When your children move from your home to your ex's or back again, things can be stressful. Every custody exchange can be a big adjustment for them, and they are counting on you to help them through it.
Here are several ways that you can take the stress out of transitions:
Avoid difficult conversations with your ex
One of the most important things to remember in these times is that you shouldn't try to discuss difficult matters with your ex. The transition between parents should be low-key and as pleasant as possible for the kids. Trying to force your ex to talk to you about contentious matters can quickly change the situation into a negative one.

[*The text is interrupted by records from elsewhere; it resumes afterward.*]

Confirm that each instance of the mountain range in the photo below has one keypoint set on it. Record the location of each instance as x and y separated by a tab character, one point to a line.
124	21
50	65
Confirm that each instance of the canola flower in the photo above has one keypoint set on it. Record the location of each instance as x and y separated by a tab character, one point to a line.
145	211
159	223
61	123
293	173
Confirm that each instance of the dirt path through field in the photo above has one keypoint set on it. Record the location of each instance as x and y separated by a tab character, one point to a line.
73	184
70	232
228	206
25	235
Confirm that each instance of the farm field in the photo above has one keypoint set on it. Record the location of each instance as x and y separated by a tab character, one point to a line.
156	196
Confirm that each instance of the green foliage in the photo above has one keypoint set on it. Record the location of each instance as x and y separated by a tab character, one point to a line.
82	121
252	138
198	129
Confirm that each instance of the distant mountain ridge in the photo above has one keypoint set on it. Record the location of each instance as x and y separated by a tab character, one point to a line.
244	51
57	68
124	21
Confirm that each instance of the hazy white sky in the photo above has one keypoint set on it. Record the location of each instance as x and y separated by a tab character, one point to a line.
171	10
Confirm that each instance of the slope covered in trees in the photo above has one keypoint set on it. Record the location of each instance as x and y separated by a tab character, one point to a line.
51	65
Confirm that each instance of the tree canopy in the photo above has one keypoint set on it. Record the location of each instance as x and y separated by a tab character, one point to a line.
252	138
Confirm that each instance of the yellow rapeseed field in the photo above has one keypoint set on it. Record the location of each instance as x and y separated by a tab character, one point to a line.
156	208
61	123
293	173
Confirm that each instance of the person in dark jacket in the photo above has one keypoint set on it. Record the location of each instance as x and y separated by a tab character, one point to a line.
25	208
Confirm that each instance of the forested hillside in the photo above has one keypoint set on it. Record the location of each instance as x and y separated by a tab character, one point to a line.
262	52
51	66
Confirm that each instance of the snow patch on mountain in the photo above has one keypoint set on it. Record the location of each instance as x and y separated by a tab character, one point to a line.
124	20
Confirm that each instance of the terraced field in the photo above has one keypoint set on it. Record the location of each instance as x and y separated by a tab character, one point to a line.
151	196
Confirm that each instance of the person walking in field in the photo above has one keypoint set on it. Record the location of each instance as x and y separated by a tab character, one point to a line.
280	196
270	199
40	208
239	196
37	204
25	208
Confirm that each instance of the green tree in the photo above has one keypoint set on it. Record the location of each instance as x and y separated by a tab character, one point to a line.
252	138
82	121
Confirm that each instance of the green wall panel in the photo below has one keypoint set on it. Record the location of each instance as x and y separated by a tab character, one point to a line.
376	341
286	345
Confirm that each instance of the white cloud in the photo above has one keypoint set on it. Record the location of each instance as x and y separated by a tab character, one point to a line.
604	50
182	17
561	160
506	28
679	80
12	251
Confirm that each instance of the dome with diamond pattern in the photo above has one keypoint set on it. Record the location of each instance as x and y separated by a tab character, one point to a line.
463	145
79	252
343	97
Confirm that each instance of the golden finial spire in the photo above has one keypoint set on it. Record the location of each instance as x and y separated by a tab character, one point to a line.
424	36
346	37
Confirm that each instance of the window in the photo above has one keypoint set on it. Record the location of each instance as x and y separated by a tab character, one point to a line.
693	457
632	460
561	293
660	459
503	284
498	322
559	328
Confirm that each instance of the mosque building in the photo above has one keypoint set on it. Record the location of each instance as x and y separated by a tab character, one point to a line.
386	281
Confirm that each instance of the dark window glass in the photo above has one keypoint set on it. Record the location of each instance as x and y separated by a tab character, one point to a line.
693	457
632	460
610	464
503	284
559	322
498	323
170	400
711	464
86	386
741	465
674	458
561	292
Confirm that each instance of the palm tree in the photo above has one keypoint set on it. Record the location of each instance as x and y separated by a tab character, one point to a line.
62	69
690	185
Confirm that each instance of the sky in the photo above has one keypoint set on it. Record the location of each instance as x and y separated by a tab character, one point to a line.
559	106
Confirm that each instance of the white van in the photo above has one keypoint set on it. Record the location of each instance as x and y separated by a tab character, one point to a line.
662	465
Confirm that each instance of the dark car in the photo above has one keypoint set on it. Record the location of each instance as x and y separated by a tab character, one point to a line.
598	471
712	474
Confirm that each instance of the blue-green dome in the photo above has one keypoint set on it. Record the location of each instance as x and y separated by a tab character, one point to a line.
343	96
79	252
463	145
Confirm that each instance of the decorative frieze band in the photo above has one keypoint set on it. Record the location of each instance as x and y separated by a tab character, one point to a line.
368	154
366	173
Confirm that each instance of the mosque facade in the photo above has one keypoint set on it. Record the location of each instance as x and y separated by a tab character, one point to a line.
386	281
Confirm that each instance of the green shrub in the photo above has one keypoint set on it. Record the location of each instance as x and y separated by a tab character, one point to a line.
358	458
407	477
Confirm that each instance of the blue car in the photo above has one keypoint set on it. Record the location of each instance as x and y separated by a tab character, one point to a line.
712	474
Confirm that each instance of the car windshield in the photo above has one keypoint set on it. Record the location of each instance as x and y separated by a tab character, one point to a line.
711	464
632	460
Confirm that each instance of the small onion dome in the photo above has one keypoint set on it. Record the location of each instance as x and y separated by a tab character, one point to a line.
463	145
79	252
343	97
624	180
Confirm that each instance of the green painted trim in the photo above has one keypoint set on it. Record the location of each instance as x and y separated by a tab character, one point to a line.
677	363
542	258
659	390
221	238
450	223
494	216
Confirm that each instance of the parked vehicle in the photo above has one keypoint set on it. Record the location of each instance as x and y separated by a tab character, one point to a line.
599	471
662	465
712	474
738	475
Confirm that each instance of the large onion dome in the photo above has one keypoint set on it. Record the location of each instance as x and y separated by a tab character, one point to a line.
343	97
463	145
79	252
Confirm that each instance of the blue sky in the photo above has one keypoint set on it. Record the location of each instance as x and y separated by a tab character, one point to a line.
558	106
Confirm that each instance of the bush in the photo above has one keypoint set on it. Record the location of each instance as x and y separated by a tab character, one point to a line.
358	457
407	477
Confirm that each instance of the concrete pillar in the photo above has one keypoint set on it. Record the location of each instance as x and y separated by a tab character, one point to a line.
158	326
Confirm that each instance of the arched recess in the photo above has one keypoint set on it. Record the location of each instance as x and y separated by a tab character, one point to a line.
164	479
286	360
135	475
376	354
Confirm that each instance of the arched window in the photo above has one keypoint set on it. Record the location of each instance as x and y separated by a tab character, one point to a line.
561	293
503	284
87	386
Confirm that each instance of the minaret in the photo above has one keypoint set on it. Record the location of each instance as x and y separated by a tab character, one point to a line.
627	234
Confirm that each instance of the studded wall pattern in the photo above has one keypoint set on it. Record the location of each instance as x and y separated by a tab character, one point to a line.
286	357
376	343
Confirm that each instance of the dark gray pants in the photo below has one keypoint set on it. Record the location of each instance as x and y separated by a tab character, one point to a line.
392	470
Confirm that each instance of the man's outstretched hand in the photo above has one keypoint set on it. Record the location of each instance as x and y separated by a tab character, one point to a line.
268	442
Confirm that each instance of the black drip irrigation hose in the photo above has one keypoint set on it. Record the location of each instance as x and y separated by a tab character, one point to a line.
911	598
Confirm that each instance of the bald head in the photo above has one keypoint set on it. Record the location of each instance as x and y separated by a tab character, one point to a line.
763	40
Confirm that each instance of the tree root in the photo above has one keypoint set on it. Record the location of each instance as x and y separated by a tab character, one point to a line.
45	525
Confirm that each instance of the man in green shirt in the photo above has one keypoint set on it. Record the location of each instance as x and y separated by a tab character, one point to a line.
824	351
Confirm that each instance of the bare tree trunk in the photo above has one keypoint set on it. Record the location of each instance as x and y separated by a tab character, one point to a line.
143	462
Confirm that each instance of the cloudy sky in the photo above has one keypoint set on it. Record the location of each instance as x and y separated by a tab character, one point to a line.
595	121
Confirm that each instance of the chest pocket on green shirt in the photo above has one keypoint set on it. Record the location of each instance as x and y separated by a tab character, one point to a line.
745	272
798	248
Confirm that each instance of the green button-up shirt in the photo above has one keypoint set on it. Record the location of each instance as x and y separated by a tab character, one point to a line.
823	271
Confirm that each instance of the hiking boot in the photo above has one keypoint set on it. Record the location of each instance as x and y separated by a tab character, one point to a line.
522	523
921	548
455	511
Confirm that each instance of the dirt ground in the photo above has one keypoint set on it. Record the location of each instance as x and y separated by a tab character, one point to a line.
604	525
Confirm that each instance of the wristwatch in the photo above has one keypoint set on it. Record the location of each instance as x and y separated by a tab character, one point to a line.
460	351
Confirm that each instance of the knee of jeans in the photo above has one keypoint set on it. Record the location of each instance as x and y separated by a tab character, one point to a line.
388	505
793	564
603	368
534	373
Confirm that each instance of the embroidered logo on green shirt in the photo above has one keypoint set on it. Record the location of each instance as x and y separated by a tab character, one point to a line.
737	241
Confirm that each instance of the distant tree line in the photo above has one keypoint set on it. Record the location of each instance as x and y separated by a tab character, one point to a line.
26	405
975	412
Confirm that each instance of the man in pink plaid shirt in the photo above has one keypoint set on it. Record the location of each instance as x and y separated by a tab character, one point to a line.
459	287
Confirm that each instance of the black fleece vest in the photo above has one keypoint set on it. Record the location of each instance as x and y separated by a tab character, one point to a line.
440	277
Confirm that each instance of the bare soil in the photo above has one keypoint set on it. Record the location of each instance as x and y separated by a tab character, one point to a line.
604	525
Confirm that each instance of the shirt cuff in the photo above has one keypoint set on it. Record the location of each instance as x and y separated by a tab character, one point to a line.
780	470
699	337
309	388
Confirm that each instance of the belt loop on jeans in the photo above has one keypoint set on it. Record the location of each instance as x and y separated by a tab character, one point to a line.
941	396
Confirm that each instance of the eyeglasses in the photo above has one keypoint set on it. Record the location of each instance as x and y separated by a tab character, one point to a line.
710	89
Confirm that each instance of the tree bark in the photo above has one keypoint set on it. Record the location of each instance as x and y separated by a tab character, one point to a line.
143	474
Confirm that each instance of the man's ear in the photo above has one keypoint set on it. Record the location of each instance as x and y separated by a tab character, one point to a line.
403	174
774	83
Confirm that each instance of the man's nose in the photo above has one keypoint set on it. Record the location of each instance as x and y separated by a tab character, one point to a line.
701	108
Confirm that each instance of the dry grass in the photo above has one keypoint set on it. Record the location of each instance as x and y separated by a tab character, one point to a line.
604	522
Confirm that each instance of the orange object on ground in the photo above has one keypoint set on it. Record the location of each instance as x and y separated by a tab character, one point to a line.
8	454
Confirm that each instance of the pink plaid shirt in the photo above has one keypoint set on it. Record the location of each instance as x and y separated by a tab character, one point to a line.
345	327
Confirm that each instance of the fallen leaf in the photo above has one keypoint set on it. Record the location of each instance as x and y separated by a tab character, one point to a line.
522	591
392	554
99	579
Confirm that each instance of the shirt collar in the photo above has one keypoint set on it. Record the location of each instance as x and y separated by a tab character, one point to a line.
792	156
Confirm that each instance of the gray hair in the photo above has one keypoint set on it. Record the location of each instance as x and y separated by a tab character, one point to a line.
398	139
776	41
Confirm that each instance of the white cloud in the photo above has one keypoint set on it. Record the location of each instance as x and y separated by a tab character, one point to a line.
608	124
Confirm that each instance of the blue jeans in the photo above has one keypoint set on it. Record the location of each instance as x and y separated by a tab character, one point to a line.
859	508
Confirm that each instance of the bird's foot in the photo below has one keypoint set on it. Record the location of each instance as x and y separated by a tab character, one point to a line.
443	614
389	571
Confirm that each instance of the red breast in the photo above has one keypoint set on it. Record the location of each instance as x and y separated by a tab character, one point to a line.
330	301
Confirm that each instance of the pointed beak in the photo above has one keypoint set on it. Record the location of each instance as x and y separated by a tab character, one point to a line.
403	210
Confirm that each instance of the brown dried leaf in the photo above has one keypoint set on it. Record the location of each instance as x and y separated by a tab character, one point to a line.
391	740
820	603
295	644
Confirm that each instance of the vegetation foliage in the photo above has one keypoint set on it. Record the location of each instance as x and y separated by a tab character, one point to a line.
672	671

Establish a routine way of handling the exchange
Another thing to remember is that how you change custody of the children matters. Older children might not care whether they are dropped off or picked up, but younger children might need to have a consistent arrangement. Typically, it is better for the parent who has the child to drop them off to the other parent. This lets the child adjust to the change that's coming on the way there.
Be conscious of your child's feelings of loss
Once you have your child at your home, pay close attention to what they are doing. Give them time to settle in, but don't allow them to brazenly break the rules. You might notice that they seem to miss their absent parent. You might suggest a phone call so that the kids can talk to the absent parent for a bit to ease their sense of loss.
Ideally, the terms of your custody exchanges should be covered in your parenting plan. That way, both you and your ex-spouse know what is expected -- which, in turn, can make it easier to help your children through the process. If custody exchanges seem to be constantly fraught with difficulty, it may be time to seek your attorney's advice about your rights and option.